Les hommages de la classe politique à l'éditeur Hubert Nyssen

Clément Solym - 15.11.2011

Edition - Société - hommages - Hubert Nyssen - Hollande


Après l'hommage rendu par le ministre de la Culture, Frédéric Mitterrand à Hubert Nyssen, le fondateur des éditions Actes Sud décédé samedi dernier, c'est au tour de François Hollande,  Michel Vauzelle, Hervé Schiavetti et Nicolas Sarkozy de saluer sa mémoire.

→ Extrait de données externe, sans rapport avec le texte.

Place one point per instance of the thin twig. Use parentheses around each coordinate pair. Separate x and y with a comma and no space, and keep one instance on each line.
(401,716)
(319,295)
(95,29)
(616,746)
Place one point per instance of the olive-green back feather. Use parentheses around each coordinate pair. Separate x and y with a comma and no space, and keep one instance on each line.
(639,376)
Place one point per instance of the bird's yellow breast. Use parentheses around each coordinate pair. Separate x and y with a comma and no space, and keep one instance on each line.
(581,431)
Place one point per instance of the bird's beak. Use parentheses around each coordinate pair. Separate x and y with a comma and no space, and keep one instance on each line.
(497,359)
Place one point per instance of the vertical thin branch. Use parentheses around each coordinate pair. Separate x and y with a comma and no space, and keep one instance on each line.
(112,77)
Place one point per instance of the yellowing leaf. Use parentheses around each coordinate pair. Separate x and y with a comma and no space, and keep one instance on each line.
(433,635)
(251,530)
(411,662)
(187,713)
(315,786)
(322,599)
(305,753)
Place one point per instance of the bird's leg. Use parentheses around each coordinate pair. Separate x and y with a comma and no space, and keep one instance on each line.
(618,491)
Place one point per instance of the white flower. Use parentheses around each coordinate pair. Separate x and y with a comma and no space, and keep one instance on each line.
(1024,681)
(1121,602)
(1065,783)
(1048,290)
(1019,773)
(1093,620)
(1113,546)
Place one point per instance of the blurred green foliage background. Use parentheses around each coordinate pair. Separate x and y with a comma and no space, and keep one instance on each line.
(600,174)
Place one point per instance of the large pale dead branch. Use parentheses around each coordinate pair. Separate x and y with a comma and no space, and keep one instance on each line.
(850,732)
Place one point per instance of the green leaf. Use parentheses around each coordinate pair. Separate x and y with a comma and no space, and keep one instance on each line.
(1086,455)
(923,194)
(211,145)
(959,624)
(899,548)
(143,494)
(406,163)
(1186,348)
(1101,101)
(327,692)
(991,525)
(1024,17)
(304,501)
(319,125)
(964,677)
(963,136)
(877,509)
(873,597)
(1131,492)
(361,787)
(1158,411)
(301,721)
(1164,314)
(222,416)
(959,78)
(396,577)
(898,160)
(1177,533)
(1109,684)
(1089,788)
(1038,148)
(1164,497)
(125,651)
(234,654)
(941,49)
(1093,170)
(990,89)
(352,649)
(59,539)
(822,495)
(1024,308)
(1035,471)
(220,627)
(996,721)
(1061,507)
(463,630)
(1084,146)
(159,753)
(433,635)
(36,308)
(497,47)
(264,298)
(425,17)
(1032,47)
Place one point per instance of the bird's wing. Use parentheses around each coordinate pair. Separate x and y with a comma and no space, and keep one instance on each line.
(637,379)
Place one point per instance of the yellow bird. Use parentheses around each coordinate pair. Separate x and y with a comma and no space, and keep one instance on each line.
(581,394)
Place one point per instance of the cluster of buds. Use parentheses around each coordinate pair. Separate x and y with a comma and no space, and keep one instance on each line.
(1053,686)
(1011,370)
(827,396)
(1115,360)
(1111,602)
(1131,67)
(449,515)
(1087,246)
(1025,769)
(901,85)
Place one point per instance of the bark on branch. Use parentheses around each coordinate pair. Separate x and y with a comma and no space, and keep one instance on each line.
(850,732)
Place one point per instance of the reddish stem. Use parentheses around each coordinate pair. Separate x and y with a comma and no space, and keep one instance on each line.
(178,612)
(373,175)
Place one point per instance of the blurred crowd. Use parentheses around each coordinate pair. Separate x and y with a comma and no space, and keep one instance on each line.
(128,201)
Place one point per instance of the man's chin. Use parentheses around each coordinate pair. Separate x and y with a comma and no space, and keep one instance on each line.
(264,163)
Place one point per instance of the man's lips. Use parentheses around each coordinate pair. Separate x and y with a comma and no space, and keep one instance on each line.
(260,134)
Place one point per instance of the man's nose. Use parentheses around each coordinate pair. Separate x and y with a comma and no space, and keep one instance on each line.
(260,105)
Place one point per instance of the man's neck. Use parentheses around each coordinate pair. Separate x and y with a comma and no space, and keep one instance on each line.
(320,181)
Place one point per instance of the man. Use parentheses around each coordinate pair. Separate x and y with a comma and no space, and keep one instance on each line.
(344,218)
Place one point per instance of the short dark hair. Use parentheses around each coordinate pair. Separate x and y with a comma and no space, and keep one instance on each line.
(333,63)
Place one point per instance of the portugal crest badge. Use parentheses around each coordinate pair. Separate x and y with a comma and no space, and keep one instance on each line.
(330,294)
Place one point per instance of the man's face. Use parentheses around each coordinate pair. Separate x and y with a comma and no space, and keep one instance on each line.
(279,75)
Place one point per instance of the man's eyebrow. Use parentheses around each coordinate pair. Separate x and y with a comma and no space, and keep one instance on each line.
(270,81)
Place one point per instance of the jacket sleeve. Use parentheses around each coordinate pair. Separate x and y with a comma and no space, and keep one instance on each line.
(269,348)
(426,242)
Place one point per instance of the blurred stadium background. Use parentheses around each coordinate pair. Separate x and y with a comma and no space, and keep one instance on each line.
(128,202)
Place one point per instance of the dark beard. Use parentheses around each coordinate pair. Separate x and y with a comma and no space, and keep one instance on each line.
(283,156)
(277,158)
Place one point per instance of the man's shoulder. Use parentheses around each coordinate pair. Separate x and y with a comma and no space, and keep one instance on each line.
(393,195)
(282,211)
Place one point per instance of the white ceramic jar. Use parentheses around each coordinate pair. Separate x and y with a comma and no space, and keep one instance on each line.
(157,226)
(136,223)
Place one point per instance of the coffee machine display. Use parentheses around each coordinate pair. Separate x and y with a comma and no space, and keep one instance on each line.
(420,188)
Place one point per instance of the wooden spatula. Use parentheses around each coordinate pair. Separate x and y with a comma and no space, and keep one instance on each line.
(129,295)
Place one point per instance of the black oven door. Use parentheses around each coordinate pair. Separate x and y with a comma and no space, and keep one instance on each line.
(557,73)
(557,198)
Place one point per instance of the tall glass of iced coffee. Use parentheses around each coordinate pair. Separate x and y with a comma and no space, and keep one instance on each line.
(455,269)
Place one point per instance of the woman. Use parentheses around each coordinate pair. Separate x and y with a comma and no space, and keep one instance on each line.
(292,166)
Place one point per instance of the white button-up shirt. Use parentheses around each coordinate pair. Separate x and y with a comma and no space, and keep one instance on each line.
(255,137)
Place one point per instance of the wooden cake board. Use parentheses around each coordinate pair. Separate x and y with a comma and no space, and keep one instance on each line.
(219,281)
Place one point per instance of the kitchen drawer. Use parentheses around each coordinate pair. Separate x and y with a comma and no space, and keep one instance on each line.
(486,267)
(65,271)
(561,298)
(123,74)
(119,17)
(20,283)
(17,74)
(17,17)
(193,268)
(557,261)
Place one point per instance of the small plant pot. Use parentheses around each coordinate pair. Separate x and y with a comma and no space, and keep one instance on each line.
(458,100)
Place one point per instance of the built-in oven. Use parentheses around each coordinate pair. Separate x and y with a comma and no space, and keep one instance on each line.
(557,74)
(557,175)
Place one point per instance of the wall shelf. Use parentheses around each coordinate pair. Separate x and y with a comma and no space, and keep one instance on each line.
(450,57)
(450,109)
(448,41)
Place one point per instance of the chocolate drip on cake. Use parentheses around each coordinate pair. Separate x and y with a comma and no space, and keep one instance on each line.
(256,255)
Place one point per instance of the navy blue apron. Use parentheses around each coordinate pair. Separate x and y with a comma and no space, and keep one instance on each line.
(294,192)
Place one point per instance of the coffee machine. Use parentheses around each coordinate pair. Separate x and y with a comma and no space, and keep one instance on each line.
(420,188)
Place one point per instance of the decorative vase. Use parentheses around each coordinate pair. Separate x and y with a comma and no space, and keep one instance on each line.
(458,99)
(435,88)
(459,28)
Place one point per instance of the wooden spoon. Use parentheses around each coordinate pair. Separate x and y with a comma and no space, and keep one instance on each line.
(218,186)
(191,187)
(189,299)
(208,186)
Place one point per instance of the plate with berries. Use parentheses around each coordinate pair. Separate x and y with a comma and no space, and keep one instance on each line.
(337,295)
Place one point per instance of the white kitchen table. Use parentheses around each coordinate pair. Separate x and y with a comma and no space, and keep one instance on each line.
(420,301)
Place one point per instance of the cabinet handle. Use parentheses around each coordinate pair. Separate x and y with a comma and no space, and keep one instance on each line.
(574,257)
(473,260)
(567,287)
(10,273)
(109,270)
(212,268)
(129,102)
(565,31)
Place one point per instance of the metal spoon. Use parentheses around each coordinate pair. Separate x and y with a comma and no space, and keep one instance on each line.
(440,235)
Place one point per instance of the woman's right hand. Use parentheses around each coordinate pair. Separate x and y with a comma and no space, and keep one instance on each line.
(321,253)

L'AFP indique que François Hollande a évoqué « un grand éditeur [...] qui a su exercer tous les métiers des lettres en véritable humaniste ».

 

Le candidat PS aux élections présidentielles a ajouté : « Avec lui, le Quartier latin est devenu arlésien, le Sud s'est ouvert au Nord, et la France est apparue comme un des coeurs de l'Europe littéraire. Chez lui, l'amour de la littérature allait avec le respect des auteurs. »

 

Et d'ajouter : « Dans une bergerie provençale à ses débuts, comme il aimait à le rappeler, il a construit une magnifique maison d'édition, dans la lignée des Grasset ou des Gallimard, maison qui a offert aux lecteurs de langue française plus de six mille titres et des auteurs aussi importants que Nina Berberova, Paul Auster, Imre Kertész ou Stieg Larsson. »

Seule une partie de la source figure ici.